To Chester, jakiego pamiętamy – śpiewający mocno, eksplozywnie i przejmująco. Nieodżałowany frontman Linkin Park w kwietniu 2017 r. nagrał napisany z Markiem Mortonem z Lamb of God utwór „Cross Off”. Utwór miał trafić na pierwsze solowe wydawnictwo gitarzysty, które ukazało się niespełna dwa lata później: 1 marca 2019 3.
– Chester miał w zanadrzu ogromnie pokłady twórczej energii, kiedy przybył do studia.
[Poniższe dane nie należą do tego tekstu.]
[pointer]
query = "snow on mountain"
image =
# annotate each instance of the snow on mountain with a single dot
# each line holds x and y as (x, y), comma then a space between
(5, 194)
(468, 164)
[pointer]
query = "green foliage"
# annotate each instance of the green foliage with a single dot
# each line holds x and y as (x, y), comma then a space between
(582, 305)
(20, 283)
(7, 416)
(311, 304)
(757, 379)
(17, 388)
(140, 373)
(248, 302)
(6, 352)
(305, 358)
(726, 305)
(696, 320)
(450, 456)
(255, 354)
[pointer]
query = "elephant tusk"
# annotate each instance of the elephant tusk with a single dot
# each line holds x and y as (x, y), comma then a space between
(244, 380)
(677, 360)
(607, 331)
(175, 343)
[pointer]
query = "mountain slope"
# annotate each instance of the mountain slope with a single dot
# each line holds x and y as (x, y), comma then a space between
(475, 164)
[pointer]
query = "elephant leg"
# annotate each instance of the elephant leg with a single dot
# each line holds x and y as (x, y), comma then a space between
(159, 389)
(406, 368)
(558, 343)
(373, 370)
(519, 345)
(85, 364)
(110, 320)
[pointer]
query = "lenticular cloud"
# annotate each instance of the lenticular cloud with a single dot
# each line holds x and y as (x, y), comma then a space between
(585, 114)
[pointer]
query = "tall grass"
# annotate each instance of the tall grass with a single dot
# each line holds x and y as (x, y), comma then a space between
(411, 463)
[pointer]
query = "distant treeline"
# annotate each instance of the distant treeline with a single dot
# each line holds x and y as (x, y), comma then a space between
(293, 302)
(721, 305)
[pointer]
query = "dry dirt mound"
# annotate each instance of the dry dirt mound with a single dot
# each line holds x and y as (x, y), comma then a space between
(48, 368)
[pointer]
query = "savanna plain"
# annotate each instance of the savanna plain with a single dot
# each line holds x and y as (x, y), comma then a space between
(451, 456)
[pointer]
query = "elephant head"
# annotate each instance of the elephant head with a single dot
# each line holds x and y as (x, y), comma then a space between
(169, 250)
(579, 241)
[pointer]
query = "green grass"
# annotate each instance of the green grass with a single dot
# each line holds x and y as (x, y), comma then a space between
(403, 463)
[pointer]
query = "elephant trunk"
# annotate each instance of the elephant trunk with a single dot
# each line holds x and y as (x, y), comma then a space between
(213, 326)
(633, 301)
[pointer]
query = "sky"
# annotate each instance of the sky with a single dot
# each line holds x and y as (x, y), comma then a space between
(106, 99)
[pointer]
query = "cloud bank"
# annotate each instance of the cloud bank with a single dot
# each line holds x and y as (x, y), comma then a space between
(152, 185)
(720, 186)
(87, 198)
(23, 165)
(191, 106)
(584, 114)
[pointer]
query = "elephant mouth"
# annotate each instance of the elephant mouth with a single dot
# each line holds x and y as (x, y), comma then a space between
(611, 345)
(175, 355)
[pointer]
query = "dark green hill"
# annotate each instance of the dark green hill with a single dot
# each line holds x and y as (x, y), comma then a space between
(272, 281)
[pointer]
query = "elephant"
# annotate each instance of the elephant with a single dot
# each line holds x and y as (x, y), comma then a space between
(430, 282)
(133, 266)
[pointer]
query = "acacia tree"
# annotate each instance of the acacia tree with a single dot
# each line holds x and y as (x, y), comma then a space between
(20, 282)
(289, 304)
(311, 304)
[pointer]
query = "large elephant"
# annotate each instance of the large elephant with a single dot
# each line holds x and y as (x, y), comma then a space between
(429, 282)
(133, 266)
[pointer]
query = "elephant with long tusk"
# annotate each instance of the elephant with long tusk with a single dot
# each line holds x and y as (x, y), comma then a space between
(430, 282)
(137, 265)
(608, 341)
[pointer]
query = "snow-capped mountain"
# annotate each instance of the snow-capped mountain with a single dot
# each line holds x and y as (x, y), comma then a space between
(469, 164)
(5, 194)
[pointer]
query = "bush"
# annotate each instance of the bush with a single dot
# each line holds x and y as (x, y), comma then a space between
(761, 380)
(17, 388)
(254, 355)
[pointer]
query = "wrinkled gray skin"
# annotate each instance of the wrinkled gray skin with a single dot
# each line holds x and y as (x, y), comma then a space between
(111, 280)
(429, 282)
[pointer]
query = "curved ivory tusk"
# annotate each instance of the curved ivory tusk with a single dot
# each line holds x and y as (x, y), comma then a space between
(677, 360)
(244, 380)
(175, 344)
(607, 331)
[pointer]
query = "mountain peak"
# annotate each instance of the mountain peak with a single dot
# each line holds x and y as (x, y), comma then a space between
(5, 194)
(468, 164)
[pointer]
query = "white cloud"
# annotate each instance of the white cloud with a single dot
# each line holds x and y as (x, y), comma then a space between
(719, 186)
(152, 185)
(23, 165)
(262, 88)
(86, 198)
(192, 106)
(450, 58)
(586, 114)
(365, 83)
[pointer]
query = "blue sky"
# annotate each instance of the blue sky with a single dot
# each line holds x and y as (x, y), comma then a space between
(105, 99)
Moją pierwszą reakcją było: „Wow!” – przebieg współpracy z Benningtonem w wywiadzie dla „Metal Hammera” relacjonuje Morton.
– Powiedział, że naprawdę spodobał mu się ten utwór i dogadaliśmy się, choć w zasadzie dopóki nie zaczęliśmy nagrywać, nie miałem okazji go poznać. Byłem pod wrażeniem, że facet na tym poziomie, w tym miejscu kariery, w którym się znajdował, ktoś o takiej pozycji i sławie przychodzi i traktuje to tak, jakby był to jego utwór albo utwór Linkin Park. Rozwaliło mnie to – wspomina Morton.
– To była krótka piłka. Kwadrans po tym, jak się spotkaliśmy, siedzieliśmy przy stole, każdy po swojej stronie, każdy ze skrawkami papieru i ołówkiem, wykreślając słowa i próbując różnych patentów. Kiedy numer był już skończony, wzięliśmy głęboki oddech i zaczęliśmy rozmawiać o bardziej osobistych sprawach, o całym tym gównie. I tak… Chester bardzo mnie zaskoczył – powiedział Morton.
Teledysk do utworu nagranego przez Benningtona we współpracy z gitarzystą Lamb of God udostępniamy poniżej.
Krótko po spotkaniu obu muzyków świat obiegła niespodziewana informacja o śmierci Benningtona. Ciało lidera Linkin Park zostało znalezione 20 lipca 2017 r. na terenie jego posiadłości w Palos Verdes Estate. Późniejszy raport podpisany przez lekarza sądowego hrabstwa Los Angeles oraz śledczych potwierdził najczarniejszy scenariusz: muzyk popełnił samobójstwo przez powieszenie.